Jozef Weber

Personal information
- Date of birth: 25 December 1970 (age 54)
- Place of birth: Bytča, Czechoslovakia
- Height: 1.79 m (5 ft 10 in)
- Position: Midfielder

Youth career
- 1980–1989: Žilina

Senior career*
- Years: Team / Apps / (Gls)
- 1989–1991: Sparta Prague / 7 / (0)
- 1991–1994: Union Cheb / 47 / (1)
- 1994–1999: Drnovice / 146 / (14)
- 1999–2007: Jablonec / 208 / (10)
- Total:  / 408 / (25)

Managerial career
- 2012–2014: Bohemians 1905
- 2014–2017: Karviná
- 2018–2020: Mladá Boleslav
- 2021: Karviná
- 2022: České Budějovice
- 2023: Hradec Králové
- 2025: Prostějov

= Jozef Weber =

Czech footballer (born 1970)

Jozef Weber (born 25 December 1970) is a Czech football manager and former player. His playing position was midfielder.

==Playing career==
Weber started his professional career at MŠK Žilina before moving to Sparta Prague, where he made seven appearances in his first two seasons in the Czechoslovak First League. In the 1990–1991 season he moved to Cheb, where he continued in the Czechoslovak First League until Cheb's relegation in the 1991–92 Czechoslovak First League. Cheb returned to the top flight after a one-season absence and Weber moved to league rivals Drnovice during the 1993–94 season. Weber played in 146 games for Drnovice and scored 14 goals. He is Drnovice's leading player in terms of league appearances made.
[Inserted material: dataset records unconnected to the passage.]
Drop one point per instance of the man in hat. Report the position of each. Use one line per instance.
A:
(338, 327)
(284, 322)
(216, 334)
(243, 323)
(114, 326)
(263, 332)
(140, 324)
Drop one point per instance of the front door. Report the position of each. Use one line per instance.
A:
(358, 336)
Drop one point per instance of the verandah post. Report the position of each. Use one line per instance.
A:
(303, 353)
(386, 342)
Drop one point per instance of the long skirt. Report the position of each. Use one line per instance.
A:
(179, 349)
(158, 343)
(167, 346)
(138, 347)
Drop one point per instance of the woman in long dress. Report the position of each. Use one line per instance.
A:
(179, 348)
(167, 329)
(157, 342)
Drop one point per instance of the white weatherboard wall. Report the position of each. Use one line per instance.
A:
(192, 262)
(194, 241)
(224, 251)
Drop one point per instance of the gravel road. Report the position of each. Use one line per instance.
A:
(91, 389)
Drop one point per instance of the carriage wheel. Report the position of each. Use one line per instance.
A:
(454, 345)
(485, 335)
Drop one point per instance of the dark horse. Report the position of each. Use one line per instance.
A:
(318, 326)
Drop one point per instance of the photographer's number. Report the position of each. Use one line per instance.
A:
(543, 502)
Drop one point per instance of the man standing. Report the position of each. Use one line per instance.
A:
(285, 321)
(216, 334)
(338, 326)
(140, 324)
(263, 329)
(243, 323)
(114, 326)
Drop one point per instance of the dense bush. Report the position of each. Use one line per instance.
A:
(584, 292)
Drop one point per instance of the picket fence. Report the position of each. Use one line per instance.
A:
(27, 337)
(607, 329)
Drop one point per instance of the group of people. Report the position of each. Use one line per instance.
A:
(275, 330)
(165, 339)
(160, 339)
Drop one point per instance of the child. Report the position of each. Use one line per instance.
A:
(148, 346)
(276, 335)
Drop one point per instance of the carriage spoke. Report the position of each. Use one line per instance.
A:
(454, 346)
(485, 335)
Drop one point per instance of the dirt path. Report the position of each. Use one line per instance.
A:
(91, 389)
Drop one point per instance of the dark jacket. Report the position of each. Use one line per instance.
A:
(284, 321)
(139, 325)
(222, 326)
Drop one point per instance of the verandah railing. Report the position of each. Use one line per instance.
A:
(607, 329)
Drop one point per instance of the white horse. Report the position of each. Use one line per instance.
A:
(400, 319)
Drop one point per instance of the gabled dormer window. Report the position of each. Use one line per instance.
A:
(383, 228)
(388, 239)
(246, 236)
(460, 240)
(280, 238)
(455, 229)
Weber left Drnovice in 1999 and moved to Jablonec. In May 2005 he played his 350th top flight match in the Czech Republic, becoming only the 20th player to do so.

During his eight seasons in Jablonec, Weber racked up more than 200 league appearances for the club and scored 10 goals, finally hanging up his boots at the end of the 2006–07 Czech First League. In May 2007 he played his last match at the age of 36 against 1. FC Slovácko.

During his playing career, Weber played in four Czech Cup finals, but was never on the winning team.

==Managerial career==
Weber started his non-playing career in 2007 as assistant manager in Jablonec, where he worked for more than four years.

Weber was announced as the new manager of Czech First League side Bohemians 1905 in March 2012, replacing Pavel Medynský.

Weber joined MFK Karviná in 2014. He went on to win the Czech Second League in the 2015–16 season. Although Weber guided to Karviná to safety in the 2016–17 Czech First League, he was replaced in November 2017 by the club's sport director, Lubomír Vlk.

On 10 May 2023, Weber was announced as the new manager of FC Hradec Králové, who will replace Miroslav Koubek since the end of the 2022/2023 season.

On 1 January 2025, Weber was announced as the new manager of Czech Second League club Prostějov.